Many top teams and drivers boycotted to protest the treatment of Championship Auto Racing Teams (CART) that had broken away from USAC in 1979. CART, beset by internal bickering, evolved into IndyCar in 1992 but did not fully settle its differences with the IRL. When the IRL took full control of the 1996 Indy 500, teams from the rival organization – major players like Ganassi, Rahal, and Penske, broke away and staged their own race that weekend in Michigan.

A tragedy in the prelude to the Indianapolis 500

With so many teams deciding to boycott, the 1996 Indianapolis 500 took on a different look. Although 1990 champion Arie Luyendyk competed, more recent champions like Rick Mears, Al Unser Jr., Emerson Fittipaldi, and Jacques Villeneuve weren’t there, detracting from the prestige of the one race a year that even casual fans made a point of watching.
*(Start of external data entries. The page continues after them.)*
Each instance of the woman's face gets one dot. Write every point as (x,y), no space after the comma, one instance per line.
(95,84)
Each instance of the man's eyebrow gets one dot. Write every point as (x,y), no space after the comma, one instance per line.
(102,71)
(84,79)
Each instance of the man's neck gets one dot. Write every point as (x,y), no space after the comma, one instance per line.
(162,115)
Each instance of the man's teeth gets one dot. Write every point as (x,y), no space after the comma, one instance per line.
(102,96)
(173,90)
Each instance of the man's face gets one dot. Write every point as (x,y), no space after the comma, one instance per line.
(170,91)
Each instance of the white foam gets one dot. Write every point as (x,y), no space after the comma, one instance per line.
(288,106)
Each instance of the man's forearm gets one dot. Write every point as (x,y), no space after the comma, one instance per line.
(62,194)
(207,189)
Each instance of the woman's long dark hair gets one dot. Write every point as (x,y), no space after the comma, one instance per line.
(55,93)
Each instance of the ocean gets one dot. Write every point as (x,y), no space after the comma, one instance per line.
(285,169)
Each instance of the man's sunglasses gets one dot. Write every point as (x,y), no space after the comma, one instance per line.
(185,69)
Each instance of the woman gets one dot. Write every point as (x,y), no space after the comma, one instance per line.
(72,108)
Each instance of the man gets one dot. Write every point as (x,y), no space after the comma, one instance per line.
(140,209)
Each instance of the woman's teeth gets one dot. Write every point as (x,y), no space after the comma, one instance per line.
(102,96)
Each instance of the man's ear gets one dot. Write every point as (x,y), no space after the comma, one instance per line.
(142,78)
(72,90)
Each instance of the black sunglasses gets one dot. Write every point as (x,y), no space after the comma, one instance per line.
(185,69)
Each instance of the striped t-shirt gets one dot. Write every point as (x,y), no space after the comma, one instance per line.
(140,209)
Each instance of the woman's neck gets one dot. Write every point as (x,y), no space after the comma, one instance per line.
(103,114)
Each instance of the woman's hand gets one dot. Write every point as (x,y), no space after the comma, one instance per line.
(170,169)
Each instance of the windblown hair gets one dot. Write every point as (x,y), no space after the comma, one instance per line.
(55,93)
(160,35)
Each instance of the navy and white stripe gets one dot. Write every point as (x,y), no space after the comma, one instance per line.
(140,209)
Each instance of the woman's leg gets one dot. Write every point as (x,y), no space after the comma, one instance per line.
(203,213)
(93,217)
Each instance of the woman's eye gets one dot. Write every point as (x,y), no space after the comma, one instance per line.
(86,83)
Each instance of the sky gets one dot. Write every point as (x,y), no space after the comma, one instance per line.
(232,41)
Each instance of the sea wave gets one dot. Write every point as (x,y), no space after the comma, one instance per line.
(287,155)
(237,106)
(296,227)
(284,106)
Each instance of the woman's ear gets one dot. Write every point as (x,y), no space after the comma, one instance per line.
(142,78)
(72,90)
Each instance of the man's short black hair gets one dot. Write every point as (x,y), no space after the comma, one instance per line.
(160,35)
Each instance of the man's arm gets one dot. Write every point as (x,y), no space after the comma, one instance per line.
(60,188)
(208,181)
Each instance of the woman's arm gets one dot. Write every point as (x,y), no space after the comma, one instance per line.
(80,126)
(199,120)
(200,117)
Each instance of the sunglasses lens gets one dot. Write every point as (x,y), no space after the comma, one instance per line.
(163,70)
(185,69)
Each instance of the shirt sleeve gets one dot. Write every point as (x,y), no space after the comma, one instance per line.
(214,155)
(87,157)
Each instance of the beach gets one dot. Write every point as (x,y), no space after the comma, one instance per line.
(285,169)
Instead, Indianapolis rookies dominated the field. Stewart was one of 17 first-time drivers in the 33-car field. However, that was not even close to the most significant story.

On May 17, 1996, nine days before the race, pole-sitter Scott Brayton died in a crash while testing a backup car. An Indy veteran with four top-10 finishes to his credit, Brayton went into a spin on Turn 2 and hit the wall at approximately 200 mph. The impact caused a basilar skull fracture.

A nerve-wracking day for Stewart

With Brayton having died the previous week and No. 2 qualifier Luyendyk penalized because his car came in under the minimum weight, Stewart knew all week that he would be starting the race on the pole. The excitement got to him on race day.

“That’s the closest I’ve ever been to throwing up before a race,” Stewart said. “The nerves were at a level that I had never seen before in my entire life, in any form of motorsports leading up to my first Indy 500. But knowing the history and knowing the pageantry of race day and everything leading up to it, it was extremely hard to stay composed.”

A year earlier, Stewart had been a crew member on Eddie Cheever’s car as a favor to Foyt, but that race was over in seconds because of an opening-lap crash.

“To go from being a crew member to literally the next year starting the race from the pole was definitely a drastic shift for sure but one that I was very excited to be a part of,” Stewart said.

For a brief time, Stewart looked like he had a shot. He led the first 31 laps and regained the lead later for another 13 laps. Unfortunately, engine failure took him out on the 82nd of the scheduled 200 laps, and Bobby Lazier earned the victory.